Les sols compactés par la glace peuvent par ailleurs s'effondrer soudainement à mesure que le pergélisol se réchauffe, ce qui fait déborder les lacs et zones humides. Ce processus de dégivrage brutal peut libérer jusqu'à 190 % d'émissions de GES en plus par rapport au dégivrage progressif. Un modèle qui simule ce dégivrage brutal prédit que, bien que ce type de dégivrage ne se produise que dans moins de 20 % de la zone de pergélisol, il peut augmenter le rejet de carbone du pergélisol d'environ 50 %.
Mais il n'y pas que des mauvaises nouvelles... Le CO2 libéré par le pergélisol entraîne la croissance de la végétation dans la vaste zone de pergélisol, ce qui peut entraîner l'élimination de plus de CO2 de l'atmosphère.

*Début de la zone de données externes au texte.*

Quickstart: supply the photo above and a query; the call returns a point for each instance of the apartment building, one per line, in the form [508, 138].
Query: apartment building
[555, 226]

La régénération de la végétation après des glissements de terrain peut également compenser partiellement l'impact climatique, bien que l'effet estimé semble être limité. L'augmentation de la rétention de carbone par la végétation fournit un mécanisme important pour réduire la rétroaction permafrost-climat, mais son ampleur reste largement inconnue.